Cette émeute, selon plusieurs, est le point de départ de la Révolution tranquille.

Le héros canadien-français victime d'une injustice de la part du président canadien-anglais.

Jules Bélanger s'en souvient encore très bien aujourd'hui.

« Les gens qui, tout d'un coup, ont dit : "C'est assez! On va arrêter de se faire barouetter, pis on va réagir." J'ai bien vu l'événement et les projectiles qui ont été lancés [à Clarence Campbell]. Les gens étaient en colère. Tout le monde était en colère. Qu'est-ce que tu veux? Richard, c'était la bougie d'allumage de notre prise de conscience... pour se dire qu'on est fiers de nous-mêmes. »

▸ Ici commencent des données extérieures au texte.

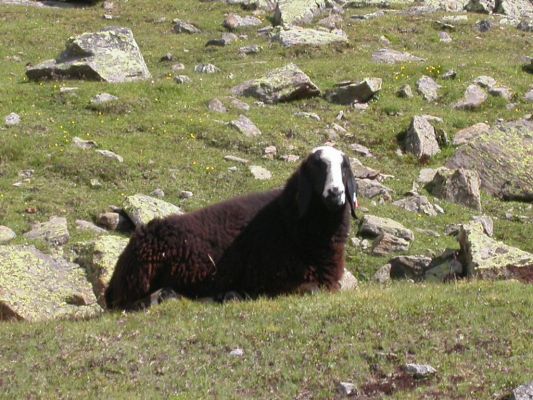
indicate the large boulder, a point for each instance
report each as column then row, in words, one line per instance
column 98, row 258
column 110, row 55
column 37, row 287
column 502, row 158
column 279, row 85
column 490, row 259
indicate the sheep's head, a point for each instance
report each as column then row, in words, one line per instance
column 326, row 172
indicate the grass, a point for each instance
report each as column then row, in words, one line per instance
column 474, row 334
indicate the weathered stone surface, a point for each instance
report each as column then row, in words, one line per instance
column 473, row 98
column 389, row 56
column 290, row 12
column 420, row 139
column 490, row 259
column 279, row 85
column 372, row 225
column 245, row 126
column 110, row 55
column 351, row 92
column 460, row 186
column 467, row 134
column 6, row 234
column 502, row 158
column 297, row 36
column 428, row 88
column 53, row 231
column 386, row 244
column 99, row 258
column 37, row 287
column 142, row 209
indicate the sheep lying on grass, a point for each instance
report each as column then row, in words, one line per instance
column 268, row 244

« Richard était la bougie d'allumage de notre prise de conscience » - Jules Bélanger

« Au départ, c'est quelque chose qui est lié au monde du hockey et la langue n'a pas d'importance... Et finalement, ça devient, c'est comme ça qu'on le raconte aujourd'hui, ça devient un moment d'opposition entre les francophones et les anglophones », explique Benoît Melançon, directeur du Département de littérature de langue française de l'Université de Montréal et auteur du livre Les yeux de Maurice Richard.

« En 1955, c'est pas ça du tout. C'est une construction historique. »

Monsieur Melançon remet en contexte cet événement qui a marqué le Québec.

« Cette émeute-là a une importance, mais pas une importance toute seule. On doit la rattacher à d'autres événements, comme la grève de l'amiante dans les relations de travail ou le Refus global en art. »

L'empreinte historique de l'émeute de 1955, selon Benoît Melançon

Reste que cette émeute a permis à Maurice Richard de passer de héros sportif... à héros tout court dans la culture populaire.